Last year I wrote about a neat and lightweight implementation of the Whisper speech-to-text model. One of the potential applications I mentioned was converting recorded presentations (seminars, lectures, etc.) into written notes. A few weeks ago a review article I wrote using this approach was published in AAPPS Bulletin. Here's how I did it:
1. Identify source material. In this case, I had an online conference talk that had been recorded and uploaded to Youtube.
2. Download the raw audio using a tool such as yt-dlp
3. Convert audio to a text transcript. I used whisper.cpp (can run on CPU). The base and small models sizes already do pretty well in terms of accuracy and run quickly.

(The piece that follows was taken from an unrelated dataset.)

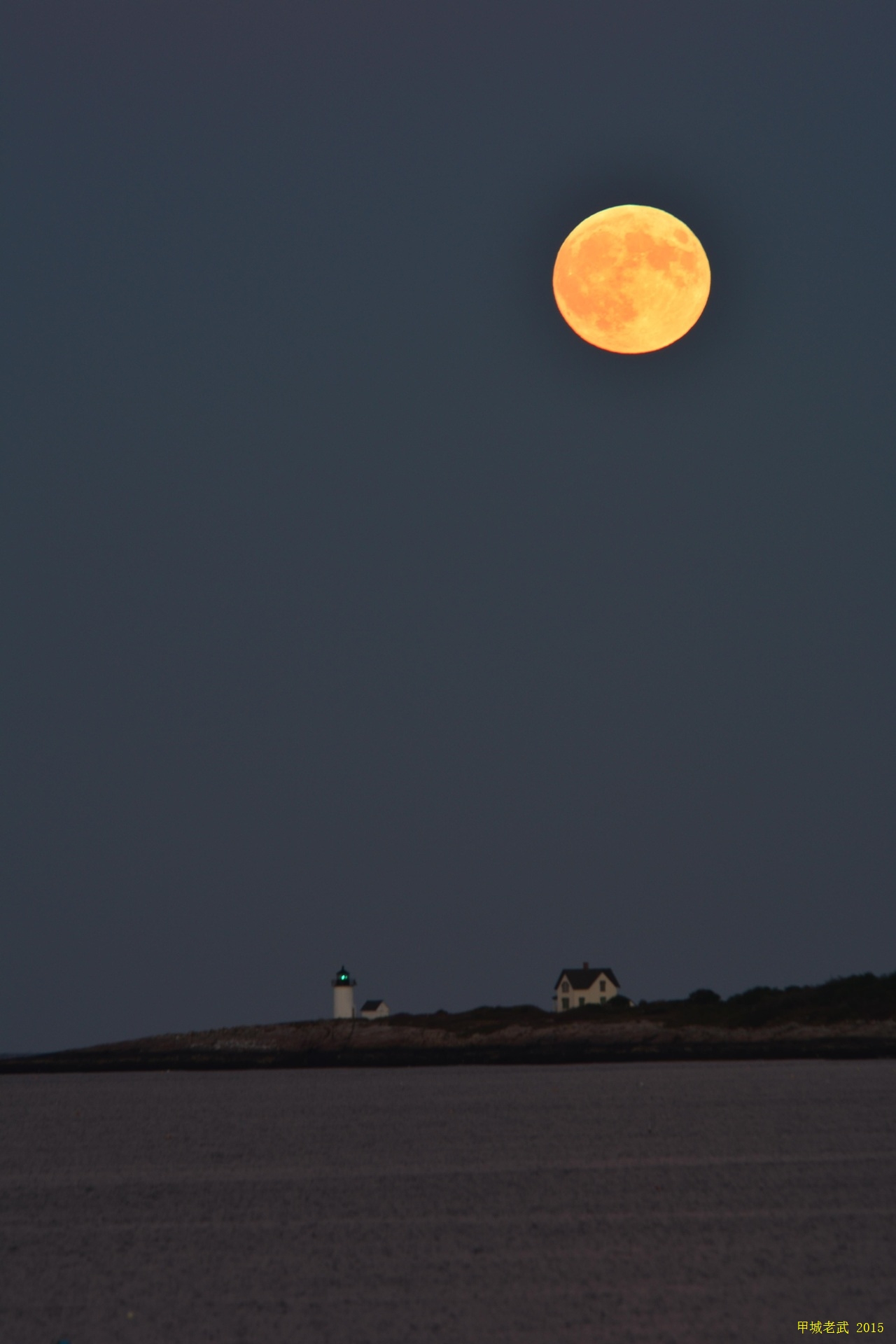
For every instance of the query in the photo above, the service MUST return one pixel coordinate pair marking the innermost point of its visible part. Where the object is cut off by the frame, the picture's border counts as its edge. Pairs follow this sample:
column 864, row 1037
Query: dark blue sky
column 354, row 608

4. Transcript editing. Whisper won't have perfect accuracy, especially when attempting to transcribe scientific jargon. So it's necessary to carefully review the generated text.

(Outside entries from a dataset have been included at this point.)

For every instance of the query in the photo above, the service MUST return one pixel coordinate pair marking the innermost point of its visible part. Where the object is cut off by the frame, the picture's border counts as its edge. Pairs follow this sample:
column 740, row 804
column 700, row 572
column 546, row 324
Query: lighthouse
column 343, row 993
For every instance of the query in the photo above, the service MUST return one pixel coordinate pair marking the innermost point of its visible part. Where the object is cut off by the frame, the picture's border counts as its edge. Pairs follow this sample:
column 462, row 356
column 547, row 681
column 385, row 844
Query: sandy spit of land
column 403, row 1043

5. Figure conversion. In this case since it was my own talk, I had access to high resolution version of the figures I wanted to include in the paper. Minor reformatting required.
6. Add references. While I cited papers in the slides, the citations need to be converted to a .bib file or other reference manager format. It would be helpful to have an AI assistant that could do this automatically.
And with that I had a first draft completed! Very nice, since the first draft is usually the hardest to write. I did spend some more time polishing the text, adding some details that didn't make it into the original talk, and making the language more formal in parts, but it ended up being a lot easier than writing the whole text from scratch!